River island group in Liberia

Monkey Island is a cluster of six uninhabited mangrove islands in the Farmington and Little Bassa rivers in Liberia. They serve as an informal sanctuary for a group of chimpanzees that were used in biomedical research conducted by the New York Blood Center from the 1970s until 2005.
== Geography ==
The islands lie in the Marshall Wetlands, defined by the confluence of the Little Bassa and Farmington rivers in Grand Bassa County, Liberia, where they empty into the Atlantic Ocean. The islands are not individually named; however, the chimpanzees' carers have given them numerical designations: Island 5, located in the Farmington River, and Islands 1, 1A, 2, 3, and 4 in the Little Bassa river.
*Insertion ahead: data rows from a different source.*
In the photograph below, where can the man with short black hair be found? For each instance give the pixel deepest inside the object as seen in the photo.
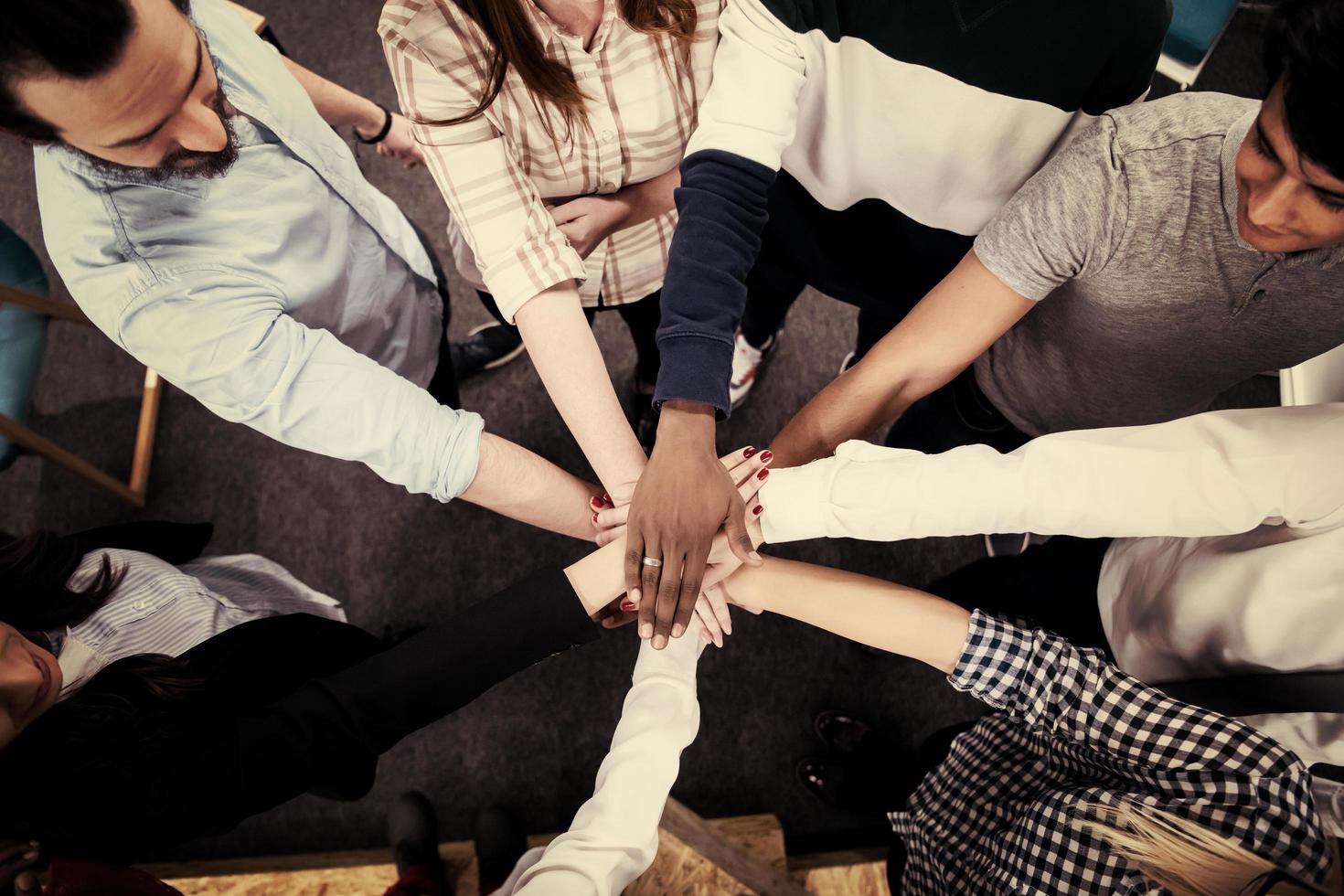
(206, 217)
(1171, 251)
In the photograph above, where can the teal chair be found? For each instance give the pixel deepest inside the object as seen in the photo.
(25, 315)
(1197, 26)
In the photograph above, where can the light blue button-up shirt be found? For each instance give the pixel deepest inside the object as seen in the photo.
(288, 294)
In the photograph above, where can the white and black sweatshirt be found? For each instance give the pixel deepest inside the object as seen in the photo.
(940, 108)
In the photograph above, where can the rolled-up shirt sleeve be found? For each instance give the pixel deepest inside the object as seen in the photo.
(517, 248)
(229, 343)
(748, 120)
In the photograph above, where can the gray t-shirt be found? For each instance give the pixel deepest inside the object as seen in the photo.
(1151, 303)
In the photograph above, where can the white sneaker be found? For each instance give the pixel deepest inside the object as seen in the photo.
(746, 366)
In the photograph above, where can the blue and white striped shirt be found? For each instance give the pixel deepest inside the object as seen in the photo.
(163, 609)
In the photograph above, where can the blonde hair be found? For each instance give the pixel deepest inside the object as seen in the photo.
(1184, 856)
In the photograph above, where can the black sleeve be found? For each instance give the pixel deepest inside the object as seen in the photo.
(175, 543)
(1138, 31)
(325, 736)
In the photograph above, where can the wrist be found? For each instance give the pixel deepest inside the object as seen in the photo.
(686, 425)
(371, 120)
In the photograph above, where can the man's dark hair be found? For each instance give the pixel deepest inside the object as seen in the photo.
(66, 37)
(1306, 46)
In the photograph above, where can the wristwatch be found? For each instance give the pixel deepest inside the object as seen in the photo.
(382, 133)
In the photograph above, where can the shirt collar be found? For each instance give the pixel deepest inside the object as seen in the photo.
(1327, 257)
(1232, 192)
(549, 27)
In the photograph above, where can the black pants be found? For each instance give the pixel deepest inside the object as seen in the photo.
(869, 255)
(641, 317)
(443, 386)
(1052, 586)
(953, 415)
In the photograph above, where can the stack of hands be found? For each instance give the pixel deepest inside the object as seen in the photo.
(671, 579)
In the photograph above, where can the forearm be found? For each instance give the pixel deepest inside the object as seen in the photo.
(651, 197)
(849, 407)
(571, 364)
(880, 614)
(940, 337)
(1210, 475)
(337, 106)
(517, 484)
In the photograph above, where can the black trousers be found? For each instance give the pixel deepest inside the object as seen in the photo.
(443, 386)
(869, 255)
(641, 317)
(1052, 586)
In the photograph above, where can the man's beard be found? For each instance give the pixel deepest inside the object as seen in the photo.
(186, 163)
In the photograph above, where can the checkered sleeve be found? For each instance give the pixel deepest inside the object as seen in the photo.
(440, 69)
(1047, 683)
(1204, 766)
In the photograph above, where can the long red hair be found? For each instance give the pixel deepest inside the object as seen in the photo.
(508, 30)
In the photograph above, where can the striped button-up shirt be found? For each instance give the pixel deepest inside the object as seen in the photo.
(163, 609)
(500, 169)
The area is characterized by mature mangrove forests, with savanna and secondary forests further inland.
== Chimpanzees ==
Beginning in 1974, the Vilab II research facility, backed by the New York Blood Center and the Liberian Institute for Biomedical Research, conducted hepatitis and other infectious disease experiments on chimpanzees in Liberia. After research was discontinued in 2005, the chimpanzees, unable to survive in the wild, were relocated to Monkey Island. Carers funded by the NYBC provided food and water for the chimpanzees daily, as the islands lack food and drinkable water. The New York Blood Center withdrew its support in 2015, which led to international outcry from animal welfare organizations, scientists, and the public. In 2017, the New York Blood Center agreed to give $6 million to the Humane Society of the United States, which had been providing emergency care, to ensure the future welfare of the chimpanzees.